When was the last time someone sat you down and taught you what to do with money? Not how to earn it. Not how to spend it carefully. But what to actually do with it, so it works for you instead of disappearing. Take a moment. Think about it. For most of us, the answer is never. And the strange part is, nobody noticed. Not our parents, not our teachers, not the adults who sent us on grocery runs and called it a lesson.
I spent a good part of my childhood running errands. Grocery store. Market. Whatever needed fetching. Adults have a theory about this. Send a child on errands and they learn the value of money. They will count change. They will carry weight. They will understand that things cost something. And sure, I got good at arithmetic. I could add and subtract. I came back with the right items and the correct change. Mission accomplished. But here is what I did not learn. I did not learn that money could grow. I did not learn the difference between spending and investing. I did not learn that the purpose of earning is not just to spend more efficiently. Nobody handed me a list that said: here is how money actually works. Here is what the people who have it know, that the people who don’t, were never told. I was being trained to be a very reliable consumer.

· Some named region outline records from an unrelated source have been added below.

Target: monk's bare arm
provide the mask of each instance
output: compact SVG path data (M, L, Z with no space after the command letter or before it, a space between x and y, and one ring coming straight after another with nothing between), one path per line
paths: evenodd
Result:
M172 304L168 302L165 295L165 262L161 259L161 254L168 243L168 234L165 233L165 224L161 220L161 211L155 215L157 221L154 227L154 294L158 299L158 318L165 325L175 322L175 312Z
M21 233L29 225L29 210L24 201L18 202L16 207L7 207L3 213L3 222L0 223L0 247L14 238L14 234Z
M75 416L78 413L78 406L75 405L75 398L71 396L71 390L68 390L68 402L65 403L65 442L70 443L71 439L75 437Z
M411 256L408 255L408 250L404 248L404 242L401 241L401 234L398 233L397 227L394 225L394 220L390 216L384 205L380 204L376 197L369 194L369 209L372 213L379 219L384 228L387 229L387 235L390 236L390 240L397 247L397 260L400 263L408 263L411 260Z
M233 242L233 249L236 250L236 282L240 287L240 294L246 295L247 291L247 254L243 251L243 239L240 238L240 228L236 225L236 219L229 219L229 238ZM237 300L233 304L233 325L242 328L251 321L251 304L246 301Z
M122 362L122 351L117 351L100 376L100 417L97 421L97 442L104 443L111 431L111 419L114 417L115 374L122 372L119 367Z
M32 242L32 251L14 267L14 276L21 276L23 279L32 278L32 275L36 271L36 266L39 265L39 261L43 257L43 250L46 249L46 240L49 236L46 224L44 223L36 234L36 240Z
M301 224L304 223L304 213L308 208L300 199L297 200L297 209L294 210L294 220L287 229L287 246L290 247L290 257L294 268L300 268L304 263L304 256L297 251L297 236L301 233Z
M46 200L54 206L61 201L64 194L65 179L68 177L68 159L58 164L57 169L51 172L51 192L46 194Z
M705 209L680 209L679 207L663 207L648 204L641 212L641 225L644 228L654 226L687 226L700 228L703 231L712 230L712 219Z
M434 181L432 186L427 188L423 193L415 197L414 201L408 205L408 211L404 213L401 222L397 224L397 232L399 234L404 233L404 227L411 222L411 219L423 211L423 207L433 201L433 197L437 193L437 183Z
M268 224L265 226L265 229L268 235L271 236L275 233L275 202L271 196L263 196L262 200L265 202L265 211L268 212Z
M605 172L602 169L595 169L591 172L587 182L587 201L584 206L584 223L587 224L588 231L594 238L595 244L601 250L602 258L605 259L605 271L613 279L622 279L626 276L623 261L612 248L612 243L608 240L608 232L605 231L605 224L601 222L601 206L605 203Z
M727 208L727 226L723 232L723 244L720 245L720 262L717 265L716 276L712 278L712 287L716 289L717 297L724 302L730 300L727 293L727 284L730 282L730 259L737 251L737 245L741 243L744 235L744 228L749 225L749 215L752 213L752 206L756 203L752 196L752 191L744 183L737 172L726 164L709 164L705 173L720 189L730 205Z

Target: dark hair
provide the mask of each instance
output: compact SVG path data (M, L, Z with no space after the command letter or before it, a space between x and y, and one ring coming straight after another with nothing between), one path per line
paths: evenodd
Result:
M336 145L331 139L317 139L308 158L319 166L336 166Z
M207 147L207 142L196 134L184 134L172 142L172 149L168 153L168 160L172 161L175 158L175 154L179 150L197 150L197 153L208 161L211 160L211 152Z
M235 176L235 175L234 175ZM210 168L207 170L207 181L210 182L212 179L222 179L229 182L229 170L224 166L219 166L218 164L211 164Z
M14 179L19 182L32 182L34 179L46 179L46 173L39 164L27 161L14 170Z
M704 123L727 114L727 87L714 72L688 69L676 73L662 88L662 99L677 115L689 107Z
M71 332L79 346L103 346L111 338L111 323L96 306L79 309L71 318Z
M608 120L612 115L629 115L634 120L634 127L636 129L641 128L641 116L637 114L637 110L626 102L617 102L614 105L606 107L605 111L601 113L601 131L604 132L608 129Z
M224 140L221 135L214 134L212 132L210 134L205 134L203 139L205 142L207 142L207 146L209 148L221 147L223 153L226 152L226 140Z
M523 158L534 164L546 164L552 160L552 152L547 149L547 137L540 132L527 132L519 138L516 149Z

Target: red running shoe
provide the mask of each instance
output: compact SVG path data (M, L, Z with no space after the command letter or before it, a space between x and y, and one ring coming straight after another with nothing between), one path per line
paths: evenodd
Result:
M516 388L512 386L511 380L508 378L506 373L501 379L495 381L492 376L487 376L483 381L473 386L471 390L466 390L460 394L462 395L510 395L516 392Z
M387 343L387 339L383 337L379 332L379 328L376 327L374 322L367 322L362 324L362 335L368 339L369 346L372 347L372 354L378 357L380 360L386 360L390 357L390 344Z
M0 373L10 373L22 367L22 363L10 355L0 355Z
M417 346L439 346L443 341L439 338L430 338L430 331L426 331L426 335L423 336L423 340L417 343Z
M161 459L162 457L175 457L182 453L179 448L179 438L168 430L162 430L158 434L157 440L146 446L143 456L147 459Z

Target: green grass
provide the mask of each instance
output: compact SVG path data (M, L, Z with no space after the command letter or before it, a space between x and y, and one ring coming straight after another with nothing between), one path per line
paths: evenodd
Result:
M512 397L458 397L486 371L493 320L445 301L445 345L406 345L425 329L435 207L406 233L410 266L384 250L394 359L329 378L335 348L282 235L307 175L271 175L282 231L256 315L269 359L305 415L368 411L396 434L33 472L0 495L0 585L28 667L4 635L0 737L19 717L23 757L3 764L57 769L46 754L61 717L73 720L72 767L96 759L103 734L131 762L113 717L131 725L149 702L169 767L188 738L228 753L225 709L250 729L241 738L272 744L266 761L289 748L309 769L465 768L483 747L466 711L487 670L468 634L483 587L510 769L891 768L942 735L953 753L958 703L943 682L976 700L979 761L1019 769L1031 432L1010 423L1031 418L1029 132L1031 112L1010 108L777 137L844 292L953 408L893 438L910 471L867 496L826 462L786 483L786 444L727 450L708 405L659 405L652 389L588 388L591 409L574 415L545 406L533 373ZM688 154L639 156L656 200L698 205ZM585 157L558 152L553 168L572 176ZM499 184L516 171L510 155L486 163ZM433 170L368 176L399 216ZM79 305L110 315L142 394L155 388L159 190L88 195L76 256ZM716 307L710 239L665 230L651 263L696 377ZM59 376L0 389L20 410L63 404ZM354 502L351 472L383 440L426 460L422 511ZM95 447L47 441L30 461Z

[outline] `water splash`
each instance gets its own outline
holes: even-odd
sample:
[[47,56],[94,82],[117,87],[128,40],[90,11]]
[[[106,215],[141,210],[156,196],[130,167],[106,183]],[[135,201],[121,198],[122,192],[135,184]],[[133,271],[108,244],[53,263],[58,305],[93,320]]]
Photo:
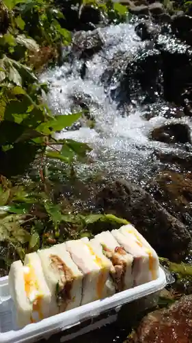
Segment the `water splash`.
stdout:
[[[74,96],[88,97],[90,115],[95,119],[94,128],[81,127],[78,130],[64,130],[59,138],[70,138],[87,142],[92,147],[91,153],[95,163],[81,165],[79,172],[85,175],[93,172],[106,173],[109,176],[126,176],[132,180],[148,178],[161,167],[154,156],[154,151],[164,152],[180,150],[180,146],[149,139],[151,130],[167,122],[184,122],[191,127],[189,118],[171,119],[165,117],[169,106],[157,93],[157,102],[147,106],[142,104],[142,95],[137,88],[133,93],[132,104],[120,106],[118,97],[111,97],[113,91],[118,88],[128,61],[155,50],[153,42],[143,42],[135,32],[134,23],[124,23],[98,29],[103,41],[102,50],[86,62],[86,74],[81,78],[83,61],[74,58],[61,67],[49,70],[42,75],[48,82],[50,93],[48,101],[55,113],[70,113],[74,108]],[[179,49],[184,52],[187,47],[176,42],[173,38],[160,34],[159,44],[167,46],[169,51]],[[117,56],[118,62],[113,67]],[[109,68],[113,70],[110,84],[106,86],[102,80]],[[161,76],[161,75],[160,75]],[[173,112],[174,109],[172,108]],[[146,111],[154,113],[149,120],[145,118]]]

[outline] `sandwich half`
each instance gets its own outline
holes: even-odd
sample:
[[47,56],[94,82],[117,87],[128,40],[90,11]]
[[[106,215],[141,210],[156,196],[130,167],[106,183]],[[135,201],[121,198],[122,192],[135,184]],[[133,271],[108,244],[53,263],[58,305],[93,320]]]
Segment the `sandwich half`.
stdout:
[[133,287],[132,267],[133,257],[128,254],[109,231],[104,231],[94,237],[102,247],[103,254],[111,261],[110,274],[115,291],[122,292]]
[[51,293],[36,252],[26,255],[25,265],[20,261],[12,264],[9,287],[19,327],[49,317]]
[[156,251],[152,248],[146,239],[136,230],[131,224],[124,225],[120,228],[120,231],[127,236],[131,235],[138,245],[145,250],[149,257],[149,271],[151,280],[156,280],[159,276],[159,261]]
[[112,230],[113,237],[123,246],[126,252],[132,255],[134,261],[133,276],[134,286],[138,286],[151,281],[152,273],[150,271],[150,255],[143,245],[137,239],[135,235],[128,230]]
[[51,293],[50,316],[80,306],[83,274],[66,250],[65,243],[38,251]]
[[106,284],[111,264],[100,253],[97,244],[90,243],[86,237],[66,242],[66,249],[83,274],[81,304],[87,304],[106,296],[110,283]]

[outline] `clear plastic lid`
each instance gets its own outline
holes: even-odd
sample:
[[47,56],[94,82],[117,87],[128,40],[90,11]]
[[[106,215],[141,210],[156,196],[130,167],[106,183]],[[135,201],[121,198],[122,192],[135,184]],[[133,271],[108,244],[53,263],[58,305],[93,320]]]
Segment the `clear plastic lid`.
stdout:
[[50,336],[111,309],[116,308],[118,310],[124,304],[160,291],[167,283],[165,271],[160,268],[159,277],[155,281],[44,319],[40,322],[30,324],[22,329],[17,329],[15,324],[14,304],[9,294],[8,282],[8,277],[0,279],[1,343],[32,342],[46,338],[47,335]]

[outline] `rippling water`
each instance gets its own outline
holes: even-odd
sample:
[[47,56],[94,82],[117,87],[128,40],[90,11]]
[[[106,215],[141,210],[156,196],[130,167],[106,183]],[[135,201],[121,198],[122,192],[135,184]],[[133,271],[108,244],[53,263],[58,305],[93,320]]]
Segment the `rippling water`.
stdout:
[[[70,113],[74,109],[74,96],[86,102],[88,99],[90,115],[94,117],[94,128],[81,127],[64,130],[57,134],[59,138],[70,138],[88,143],[94,163],[81,165],[79,172],[87,176],[92,172],[106,173],[108,176],[125,176],[133,180],[148,179],[161,168],[161,163],[154,156],[155,150],[178,152],[181,145],[170,145],[149,139],[153,128],[165,123],[187,123],[192,127],[191,120],[184,117],[175,119],[176,108],[163,100],[162,90],[154,91],[156,102],[143,104],[144,95],[134,81],[131,87],[131,102],[121,106],[121,98],[117,89],[120,88],[121,75],[125,72],[128,62],[135,60],[144,54],[156,53],[153,42],[143,42],[135,32],[135,23],[111,25],[98,29],[104,45],[101,51],[86,62],[85,77],[82,80],[81,70],[83,60],[73,58],[61,67],[46,71],[42,75],[48,82],[50,92],[48,102],[55,113]],[[184,53],[188,47],[169,36],[169,27],[165,34],[159,34],[158,43],[166,45],[168,51]],[[115,64],[116,61],[118,63]],[[115,62],[114,62],[115,61]],[[105,75],[113,69],[110,82],[106,82]],[[112,66],[112,67],[111,67]],[[159,79],[162,77],[159,72]],[[87,99],[87,100],[86,100]],[[173,117],[167,119],[167,110]],[[146,114],[150,119],[146,119]],[[152,114],[153,115],[150,115]],[[107,337],[105,339],[104,336]],[[122,342],[126,337],[124,331],[118,331],[112,324],[98,329],[94,335],[83,336],[74,342]]]
[[[96,120],[94,128],[83,126],[79,130],[64,131],[58,134],[59,137],[87,142],[93,147],[92,156],[96,163],[88,167],[81,166],[79,172],[85,170],[87,174],[102,172],[112,176],[128,176],[138,180],[148,178],[161,167],[161,163],[153,156],[154,150],[167,152],[180,149],[180,146],[170,147],[167,144],[148,139],[154,128],[168,121],[164,115],[169,105],[163,100],[161,91],[156,92],[156,102],[152,105],[142,104],[143,95],[139,94],[139,88],[136,84],[133,84],[132,105],[128,108],[120,106],[118,96],[112,99],[113,90],[118,88],[120,74],[124,73],[127,62],[142,54],[152,54],[155,50],[152,42],[142,42],[137,36],[135,25],[124,23],[98,30],[104,46],[92,59],[87,61],[84,80],[81,78],[83,61],[78,58],[46,71],[42,76],[42,81],[49,82],[50,85],[49,102],[55,113],[70,113],[75,95],[80,94],[83,99],[88,96],[91,99],[89,108],[90,115]],[[182,53],[187,49],[167,34],[160,34],[158,41],[165,45],[169,51],[174,52],[176,49]],[[110,84],[106,86],[106,82],[101,80],[106,70],[114,63],[115,56],[118,56],[118,68],[115,70]],[[174,108],[172,110],[174,113]],[[155,115],[146,120],[144,115],[146,113],[154,113]],[[187,122],[191,126],[187,117],[172,119],[170,121]]]

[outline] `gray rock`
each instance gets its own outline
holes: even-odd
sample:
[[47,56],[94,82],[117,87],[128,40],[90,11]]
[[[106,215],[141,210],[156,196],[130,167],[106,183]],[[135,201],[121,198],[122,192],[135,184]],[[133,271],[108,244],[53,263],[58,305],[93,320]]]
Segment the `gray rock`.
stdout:
[[151,40],[157,34],[157,30],[147,21],[137,24],[135,26],[135,31],[141,40]]
[[148,7],[146,5],[140,5],[139,6],[133,5],[129,8],[131,13],[135,15],[149,14]]
[[92,57],[102,49],[103,45],[99,32],[96,29],[76,32],[72,43],[72,51],[77,53],[80,58]]
[[104,186],[96,197],[105,213],[130,221],[160,256],[179,259],[188,250],[191,236],[184,225],[138,185],[118,180]]
[[152,138],[161,142],[191,143],[191,130],[187,124],[172,123],[156,128],[152,132]]
[[152,14],[159,15],[164,13],[165,8],[161,2],[154,2],[149,5],[149,10]]
[[171,23],[172,22],[172,16],[168,13],[161,13],[158,16],[158,21],[160,23]]
[[186,296],[167,309],[146,316],[129,343],[190,343],[192,337],[192,296]]

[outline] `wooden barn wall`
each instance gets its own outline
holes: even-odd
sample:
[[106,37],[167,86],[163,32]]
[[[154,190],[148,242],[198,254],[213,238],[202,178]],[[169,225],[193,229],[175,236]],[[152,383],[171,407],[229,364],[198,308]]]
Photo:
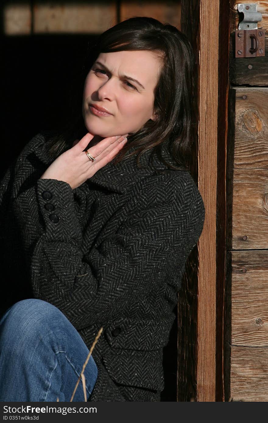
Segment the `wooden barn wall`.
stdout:
[[68,1],[25,0],[3,2],[4,32],[100,34],[117,22],[133,16],[151,16],[180,27],[180,1]]
[[[262,13],[265,57],[235,58],[238,3],[255,3]],[[230,16],[225,390],[226,401],[266,401],[268,1],[231,1]]]

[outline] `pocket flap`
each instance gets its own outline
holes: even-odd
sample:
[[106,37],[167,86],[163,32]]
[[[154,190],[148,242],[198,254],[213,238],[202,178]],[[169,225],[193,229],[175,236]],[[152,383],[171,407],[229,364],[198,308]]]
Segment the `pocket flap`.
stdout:
[[102,358],[107,372],[117,383],[155,390],[164,389],[163,354],[159,350],[110,349]]
[[169,341],[174,315],[160,320],[121,318],[114,321],[104,333],[114,348],[150,351],[163,349]]

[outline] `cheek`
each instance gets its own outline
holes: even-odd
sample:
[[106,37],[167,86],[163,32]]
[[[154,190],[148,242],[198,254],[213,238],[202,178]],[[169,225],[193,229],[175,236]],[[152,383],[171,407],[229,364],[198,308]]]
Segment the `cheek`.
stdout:
[[94,87],[96,84],[94,83],[93,79],[89,77],[86,80],[84,88],[84,97],[86,99],[87,97],[91,96],[92,93],[95,91],[96,87]]

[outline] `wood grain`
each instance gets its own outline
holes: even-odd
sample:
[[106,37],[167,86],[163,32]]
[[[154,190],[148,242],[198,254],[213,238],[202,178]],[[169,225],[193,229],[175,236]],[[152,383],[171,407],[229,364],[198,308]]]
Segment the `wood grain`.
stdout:
[[34,2],[36,33],[100,34],[116,23],[115,0],[77,3]]
[[268,249],[268,169],[235,169],[228,196],[228,246]]
[[231,266],[231,343],[267,347],[268,250],[232,251]]
[[268,401],[268,349],[231,346],[230,401]]
[[[196,52],[198,55],[197,63],[199,66],[198,186],[206,209],[204,228],[198,244],[199,267],[196,399],[197,401],[215,401],[216,392],[218,25],[219,4],[218,1],[211,2],[208,0],[200,0],[199,5],[197,2],[188,3],[187,5],[186,1],[182,3],[182,17],[185,13],[183,20],[182,19],[182,22],[184,23],[182,28],[187,31],[187,35],[191,34],[193,27],[189,17],[195,16],[197,12],[199,14],[199,32],[193,45],[196,46]],[[216,25],[211,25],[212,16]],[[195,30],[195,34],[196,29]],[[192,36],[189,38],[191,39]],[[202,48],[203,46],[206,48]]]
[[177,0],[120,2],[120,21],[134,16],[149,16],[180,29],[181,4]]
[[32,14],[30,1],[22,4],[8,3],[3,6],[5,35],[27,35],[31,33]]

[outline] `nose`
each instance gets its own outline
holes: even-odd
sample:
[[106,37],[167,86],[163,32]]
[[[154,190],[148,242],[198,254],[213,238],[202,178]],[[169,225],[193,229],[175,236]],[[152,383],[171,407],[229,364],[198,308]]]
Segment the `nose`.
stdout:
[[111,101],[114,98],[116,92],[116,81],[112,78],[108,80],[99,87],[97,90],[100,100],[104,99]]

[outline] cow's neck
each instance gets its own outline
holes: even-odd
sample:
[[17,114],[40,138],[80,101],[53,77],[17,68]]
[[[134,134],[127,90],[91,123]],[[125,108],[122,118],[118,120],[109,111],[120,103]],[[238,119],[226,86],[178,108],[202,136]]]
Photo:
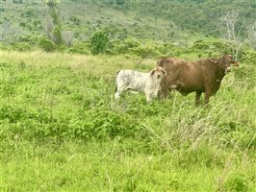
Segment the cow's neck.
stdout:
[[216,79],[217,82],[221,82],[221,80],[224,78],[225,76],[225,70],[221,68],[221,66],[218,65],[217,67],[217,74],[216,74]]

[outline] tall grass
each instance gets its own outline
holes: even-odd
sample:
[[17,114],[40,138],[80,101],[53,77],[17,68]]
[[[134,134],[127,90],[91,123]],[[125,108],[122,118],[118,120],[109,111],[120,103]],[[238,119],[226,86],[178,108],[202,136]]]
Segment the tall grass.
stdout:
[[195,108],[177,92],[113,100],[115,72],[149,71],[153,60],[0,58],[1,190],[255,191],[256,89],[240,68]]

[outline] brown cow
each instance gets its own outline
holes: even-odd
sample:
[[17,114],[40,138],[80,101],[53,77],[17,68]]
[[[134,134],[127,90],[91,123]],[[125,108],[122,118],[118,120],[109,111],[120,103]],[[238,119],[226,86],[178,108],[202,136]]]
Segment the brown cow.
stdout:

The two books I read recently, The Richest Man in Babylon and Rich Dad Poor Dad, made me quietly furious. Not because they were bad. Because they were so good. Because the ideas in them are not complicated. Because a child could understand them. Because nobody told me any of this when I was a child. One book was written in 1926. The other in 1997. Between them they have sold hundreds of millions of copies. And yet here we are, generation after generation, still sending children to the shop and calling it financial education.
I don’t say this to blame anyone. The adults in your life probably did what they knew. We pass down what we were given. But I keep coming back to one question. What exactly were we given?